To improve the performance of electrochromic devices, it is urgently necessary to develop transparent indium-free conductive electrodes with high conductivity and transparency. In this study, thin films of Ga-doped ZnO (GZO) and B–Ga co-doped ZnO (BGZO) were prepared on glass substrates using the plasma-assisted atomic layer deposition (PEALD) technique, and their structural and optoelectronic properties were characterized. It is found that all thin films were consistent with hexagonal fibrous ZnO structure, and the surface morphology of the membrane was homogenous at nanoscale. UV spectroscopy analysis showed that the doping of B and Ga elements could increase the transparency of ZnO films. The electrical properties can be remarkably enhanced by doping with B and Ga elements.

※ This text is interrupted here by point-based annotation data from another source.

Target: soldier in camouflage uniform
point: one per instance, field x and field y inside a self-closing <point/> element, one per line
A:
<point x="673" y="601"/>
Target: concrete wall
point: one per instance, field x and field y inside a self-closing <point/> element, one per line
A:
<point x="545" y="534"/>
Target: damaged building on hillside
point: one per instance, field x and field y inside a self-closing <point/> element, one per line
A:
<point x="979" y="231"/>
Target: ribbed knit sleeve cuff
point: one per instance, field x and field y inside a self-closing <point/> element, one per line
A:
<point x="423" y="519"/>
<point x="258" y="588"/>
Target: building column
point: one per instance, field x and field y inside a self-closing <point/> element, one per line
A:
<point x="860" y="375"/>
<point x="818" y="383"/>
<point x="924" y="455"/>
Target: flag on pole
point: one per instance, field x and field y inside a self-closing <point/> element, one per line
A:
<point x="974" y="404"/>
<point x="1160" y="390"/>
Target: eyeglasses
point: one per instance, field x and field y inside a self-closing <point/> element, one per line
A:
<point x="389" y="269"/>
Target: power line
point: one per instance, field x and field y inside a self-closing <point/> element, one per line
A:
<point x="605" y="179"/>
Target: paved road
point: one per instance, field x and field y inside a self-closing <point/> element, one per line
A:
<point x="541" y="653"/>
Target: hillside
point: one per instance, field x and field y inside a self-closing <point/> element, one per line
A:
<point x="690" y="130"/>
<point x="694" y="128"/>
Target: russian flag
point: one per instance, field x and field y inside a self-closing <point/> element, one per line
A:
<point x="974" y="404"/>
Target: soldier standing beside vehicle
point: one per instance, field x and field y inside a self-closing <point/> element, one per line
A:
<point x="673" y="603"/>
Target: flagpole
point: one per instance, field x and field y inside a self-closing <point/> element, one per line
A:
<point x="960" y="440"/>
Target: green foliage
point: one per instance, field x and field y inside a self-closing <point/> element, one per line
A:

Further more, tungsten oxide (WO3) was deposited on the as-prepared BGZO films using magnetron sputtering method. We activated the sample by applying voltage and observed a color transition from transparent to dark blue. It has a modulation range of 65 % in the 633 nm spectrum and a coloring efficiency of 37.8 cm2C-1. This work opens up remarkable new opportunities for developing high-performance transparent conductive electrode in electrochromic devices.